I'm limited to just over 1000mb/s in the benchmark result no matter how many threads or benchmark servers I choose... and that seems to clearly be from hitting the 10GbE limit on a single benchmark server.

Is there a quick fix or alternative solution I can try?

Thanks

It should run them in parallel

can you check on the client nodes

ps aux | grep rados

it should show the rados bench commands running on all clients.

You can run a test for 5 min and look at the node stats charts from the dashboard to look at network traffic

I can confirm that writes seem to be happening from all three benchmark clients, but when it goes to read I get this odd behavior that only a single benchmark client is doing work.

https://ibb.co/7WvRCX2

 

did you run

ps aux | grep rados

does the test  happen in parallel across nodes ? or does it run on only 1 node ? or 1 node at a time ?

yes, all 3 benchmark clients run rados during writing, confirmed with ps.

And during reading, two of the clients don't run rados anymore and only a single client is running the rest of the benchmark.
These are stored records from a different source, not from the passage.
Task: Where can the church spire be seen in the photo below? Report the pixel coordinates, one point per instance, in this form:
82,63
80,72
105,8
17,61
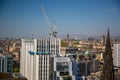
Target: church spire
108,73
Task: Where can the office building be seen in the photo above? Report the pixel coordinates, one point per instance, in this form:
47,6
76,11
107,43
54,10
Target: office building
6,63
88,67
116,55
63,68
34,57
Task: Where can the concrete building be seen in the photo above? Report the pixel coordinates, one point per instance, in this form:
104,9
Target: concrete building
64,68
88,67
6,63
34,57
116,55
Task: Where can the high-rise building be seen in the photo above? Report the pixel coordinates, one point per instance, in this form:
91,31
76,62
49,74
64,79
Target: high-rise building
6,63
116,55
108,71
34,57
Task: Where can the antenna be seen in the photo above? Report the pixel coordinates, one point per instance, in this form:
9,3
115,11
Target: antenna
52,33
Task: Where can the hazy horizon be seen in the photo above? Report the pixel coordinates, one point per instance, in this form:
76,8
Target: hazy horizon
22,18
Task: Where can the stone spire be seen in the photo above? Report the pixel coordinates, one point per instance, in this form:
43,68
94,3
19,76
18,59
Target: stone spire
108,73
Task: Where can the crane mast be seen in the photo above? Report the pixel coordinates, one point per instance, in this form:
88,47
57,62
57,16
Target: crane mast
52,33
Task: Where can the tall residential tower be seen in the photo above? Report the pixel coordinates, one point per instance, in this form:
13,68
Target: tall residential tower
35,54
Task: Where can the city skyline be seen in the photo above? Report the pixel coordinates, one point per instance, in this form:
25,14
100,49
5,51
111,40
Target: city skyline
22,18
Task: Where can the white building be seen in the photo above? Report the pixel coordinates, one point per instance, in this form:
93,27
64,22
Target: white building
63,68
6,63
34,57
116,55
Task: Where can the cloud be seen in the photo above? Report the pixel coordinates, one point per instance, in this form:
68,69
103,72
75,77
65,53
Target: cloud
111,10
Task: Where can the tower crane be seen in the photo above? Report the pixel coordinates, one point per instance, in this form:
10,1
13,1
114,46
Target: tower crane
53,32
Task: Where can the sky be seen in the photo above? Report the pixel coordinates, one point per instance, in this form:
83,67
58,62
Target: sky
22,18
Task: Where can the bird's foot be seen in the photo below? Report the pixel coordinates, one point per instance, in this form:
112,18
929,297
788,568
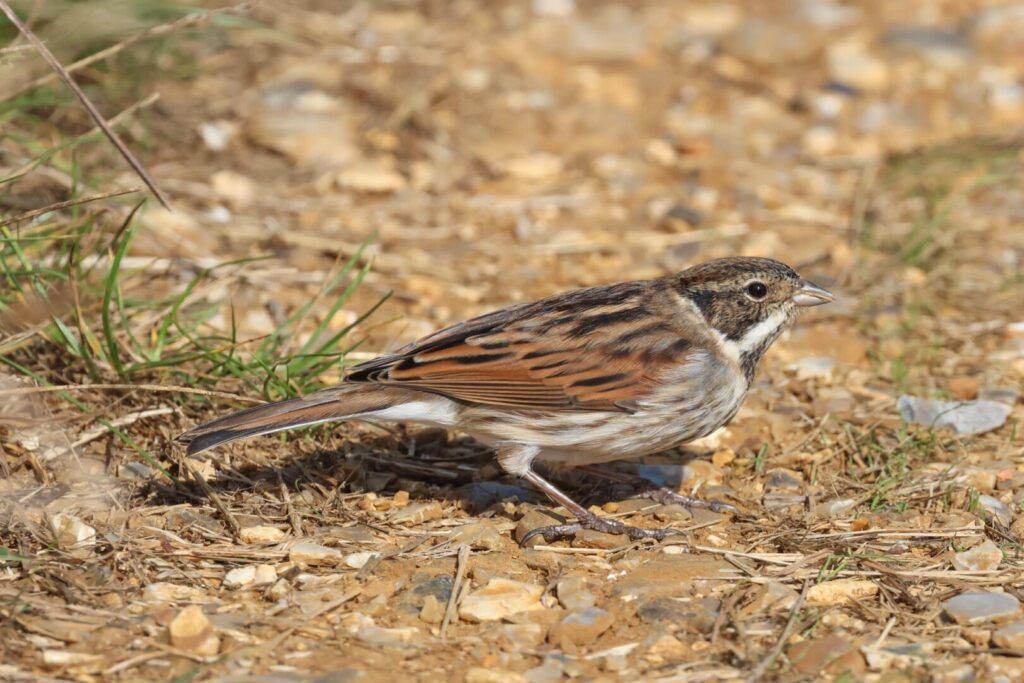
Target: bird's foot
587,519
669,497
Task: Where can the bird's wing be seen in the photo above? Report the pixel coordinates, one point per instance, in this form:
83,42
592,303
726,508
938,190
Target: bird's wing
603,348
So you cannot reproduce this behavior on one of your own clusters? I'm running petasan 3.1.

Thanks.

Seems rados bench itself is crashing...

I tried running this on all 3 clients:
rados bench -p test 60 write --no-cleanup
Which ran without issues on all 3 clients.
Followed by:
rados bench -p test 60 seq

Which failed on client 1 and 2 with this message:
root@petasanbench01:~# rados bench -p test 60 seq
hints = 1
sec Cur ops started finished avg MB/s cur MB/s last lat(s) avg lat(s)
0 0 0 0 0 0 - 0
benchmark_data_petasanbench01_378340_object1 is not correct!
read got -2
error during benchmark: (2) No such file or directory
error 2: (2) No such file or directory

and

root@petasanbench02:~# rados bench -p test 60 seq
hints = 1
sec Cur ops started finished avg MB/s cur MB/s last lat(s) avg lat(s)
0 13 13 0 0 0 - 0
benchmark_data_petasanbench02_378340_object1 is not correct!
read got -2
error during benchmark: (2) No such file or directory
error 2: (2) No such file or directory

and lastly the working 3rd client:

root@petasanbench03:~# rados bench -p test 60 seq
hints = 1
sec Cur ops started finished avg MB/s cur MB/s last lat(s) avg lat(s)
0 0 0 0 0 0 - 0
1 16 195 179 715.659 716 0.064593 0.0810232
[...]
18 15 3969 3954 878.17 832 0.0283596 0.0718273
Total time run: 18.5487
Total reads made: 4073
Read size: 4194304
Object size: 4194304
Bandwidth (MB/sec): 878.335
[...]

This was on a fresh EC4/2 pool with nothing on it.

So redid the experiment on a fresh pool again running rados bench manually but this time added the argument "--run-name=$HOSTNAME" and it worked flawlessly.

Reran a few more times with "--run-name=$HOSTNAME" and all works fine.

I can point at /usr/lib/python3/dist-packages/PetaSAN/core/ceph/api.py as the place to fix def rados_write(), def rados_read() and def rados_benchmark_clean() but I'm unable to submit clean code to fix the issue.

In rados_read/rados_write we need to add an argument for --run-name=[some unique identifier like hostname]

And in rados_benchmark_clean() need to add an argument for --prefix=benchmark_data_[same unique identifier as above, like hostname]

as per the documentation rados cleanup also supports --run-name so add that instead.

And that would fix the issue for benchmarking.

Cheers 🙂

ref. https://docs.ceph.com/en/latest/man/8/rados/

oh.. and noticed that rados_read() only runs the random read benchmark... shouldn't it be running "seq" instead of "rand" for the mode when doing the throughput 4M benchmark?

Thanks

After doing the dirty fix (hardcoding --run-name=<hostname> on each client) in PetaSAN/core/ceph/api.py I can confirm that the benchmark runs as it should on all three clients and getting much improved (more accurate) results from the built-in benchmark.

Cheers

Thanks a lot for the detailed info, yes i confirm reads were not running in parallel and --run-name does fix this as you suggested. We will add this in next release, thanks so much 🙂

To use sequential reads, you should define your object_size (-O) to be much larger than the block size (-b) during writes, else the object_size will be the same as the block and it will become random reads.  In general, when using large block sizes like 4MB there is no advantage in using sequential over random, also in the case of Ceph, sequential will be hitting the same OSD with many threads, random threads will  read from different OSDs which could be better and more reflective of true load.

Thank you, and the whole team on PetaSAN!